Function to create pie chart for each group

create_pie_chart <- function(data) {
unique_groups <- unique(data$Genus)
group_counts <- table(data$Genus)
pie_data <- data.frame(Group = names(group_counts), Count = as.numeric(group_counts))
colors <- rainbow(length(unique_groups))

pie_chart <- ggplot(pie_data, aes(x = "", y = Count, fill = Group)) +
geom_bar(stat = "identity", width = 1) +
coord_polar("y") +
scale_fill_manual(values = colors) +
theme_void() +
ggtitle(paste("Distribution of HAB Genera by SITE:", unique(data$SITE)))

print(pie_chart)
}

Apply the function to each group

grouped_data %>%
group_map(~ create_pie_chart(.))

Because this minor change stopped the warning, but didn't give me my desired plots, I tried another method where I include filtering by SITE inside the for loop to give me all the plots I want.

My second approach

Function to create pie chart for each SITE

create_pie_chart <- function(data) {
unique_sites <- unique(data$SITE)

for (site in unique_sites) {
site_data <- data %>%
filter(target_Genus == TRUE, SITE == site)

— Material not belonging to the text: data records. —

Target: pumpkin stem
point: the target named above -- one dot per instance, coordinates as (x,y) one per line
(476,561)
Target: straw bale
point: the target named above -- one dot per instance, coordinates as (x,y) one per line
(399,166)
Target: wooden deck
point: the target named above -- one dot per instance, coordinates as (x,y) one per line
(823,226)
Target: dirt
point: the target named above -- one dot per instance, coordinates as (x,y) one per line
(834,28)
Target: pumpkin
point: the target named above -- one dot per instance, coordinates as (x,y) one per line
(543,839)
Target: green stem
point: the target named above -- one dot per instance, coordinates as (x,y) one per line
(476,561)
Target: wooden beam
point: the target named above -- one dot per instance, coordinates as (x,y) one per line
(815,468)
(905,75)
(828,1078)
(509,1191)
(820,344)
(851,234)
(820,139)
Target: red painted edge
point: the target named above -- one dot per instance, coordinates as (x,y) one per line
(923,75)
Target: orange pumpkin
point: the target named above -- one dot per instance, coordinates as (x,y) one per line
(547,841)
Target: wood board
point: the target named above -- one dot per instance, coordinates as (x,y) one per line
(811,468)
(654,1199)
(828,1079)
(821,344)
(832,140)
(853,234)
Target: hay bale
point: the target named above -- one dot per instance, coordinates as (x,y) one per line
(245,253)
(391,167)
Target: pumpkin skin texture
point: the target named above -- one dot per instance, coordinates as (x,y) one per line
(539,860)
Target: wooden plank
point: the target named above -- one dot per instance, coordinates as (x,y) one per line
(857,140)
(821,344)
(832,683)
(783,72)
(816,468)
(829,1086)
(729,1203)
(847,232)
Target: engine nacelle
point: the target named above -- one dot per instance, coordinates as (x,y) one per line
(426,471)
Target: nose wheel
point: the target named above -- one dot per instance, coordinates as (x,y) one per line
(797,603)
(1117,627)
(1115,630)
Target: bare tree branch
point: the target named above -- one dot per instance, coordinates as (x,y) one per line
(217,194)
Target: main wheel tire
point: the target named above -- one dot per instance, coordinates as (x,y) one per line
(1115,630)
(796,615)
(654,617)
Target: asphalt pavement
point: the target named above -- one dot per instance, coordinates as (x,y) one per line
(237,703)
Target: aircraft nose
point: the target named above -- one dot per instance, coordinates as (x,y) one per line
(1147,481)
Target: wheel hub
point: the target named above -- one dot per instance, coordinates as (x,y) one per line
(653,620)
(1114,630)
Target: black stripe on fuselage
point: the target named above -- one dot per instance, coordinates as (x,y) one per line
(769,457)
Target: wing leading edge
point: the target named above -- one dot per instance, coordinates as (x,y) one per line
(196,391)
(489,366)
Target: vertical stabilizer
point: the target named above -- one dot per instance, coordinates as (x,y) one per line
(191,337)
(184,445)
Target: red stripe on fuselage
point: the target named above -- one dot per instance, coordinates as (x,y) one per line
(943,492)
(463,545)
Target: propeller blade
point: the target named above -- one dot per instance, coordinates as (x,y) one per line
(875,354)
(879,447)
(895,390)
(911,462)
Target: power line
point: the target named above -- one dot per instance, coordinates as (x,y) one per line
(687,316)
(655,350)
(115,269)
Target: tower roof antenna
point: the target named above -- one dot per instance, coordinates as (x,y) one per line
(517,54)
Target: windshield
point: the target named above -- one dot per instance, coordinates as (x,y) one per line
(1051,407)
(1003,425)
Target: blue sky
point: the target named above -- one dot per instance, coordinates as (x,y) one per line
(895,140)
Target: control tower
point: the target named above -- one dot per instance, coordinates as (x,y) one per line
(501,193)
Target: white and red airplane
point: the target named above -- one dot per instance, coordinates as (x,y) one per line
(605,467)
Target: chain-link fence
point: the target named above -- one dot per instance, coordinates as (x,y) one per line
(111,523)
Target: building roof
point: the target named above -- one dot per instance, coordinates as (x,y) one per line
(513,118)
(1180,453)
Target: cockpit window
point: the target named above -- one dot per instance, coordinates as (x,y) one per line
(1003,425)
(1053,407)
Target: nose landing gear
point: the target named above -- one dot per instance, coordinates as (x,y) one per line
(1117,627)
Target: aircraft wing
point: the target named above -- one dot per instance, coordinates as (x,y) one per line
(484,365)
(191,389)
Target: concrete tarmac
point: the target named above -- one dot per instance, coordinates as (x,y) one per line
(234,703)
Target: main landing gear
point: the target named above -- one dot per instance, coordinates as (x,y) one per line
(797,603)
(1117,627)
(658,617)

if (nrow(site_data) > 0) {  # Check if data for the site is available
  unique_groups <- unique(site_data$Genus)
  group_counts <- table(site_data$Genus)
  pie_data <- data.frame(Group = names(group_counts), Count = as.numeric(group_counts))
  colors <- rainbow(length(unique_groups))
  
  pie_chart <- ggplot(pie_data, aes(x = "", y = Count, fill = Group)) +
    geom_bar(stat = "identity", width = 1) +
    coord_polar("y") +
    scale_fill_manual(values = colors) +
    theme_void() +
    ggtitle(paste("Distribution of HAB Genera by SITE:", site))
  
  print(pie_chart)
}

}
}

Apply the function to the data frame

create_pie_chart(small_data)

This second approach where I put the grouping by sites into the for loop makes the warning disappear, and it creates a plot for every unique site in the SITE column.

That's all! I hope this helps someone! Maybe I have it incorrect, but hopefully at least the reproducible bug is helpful to people who want to figure out the root of the problem.

your original issue was caused by group_map() behaviour, which normally drops the group.
Therefore the most direct fix would be to pass .keep=TRUE parameter to the group_map call and your original code would have worked as intended.

grouped_data %>%
  group_map(~ create_pie_chart(.),.keep=TRUE)

That's a great fix, thank you! It does produce double the plots (two per site), but the plots seem correct.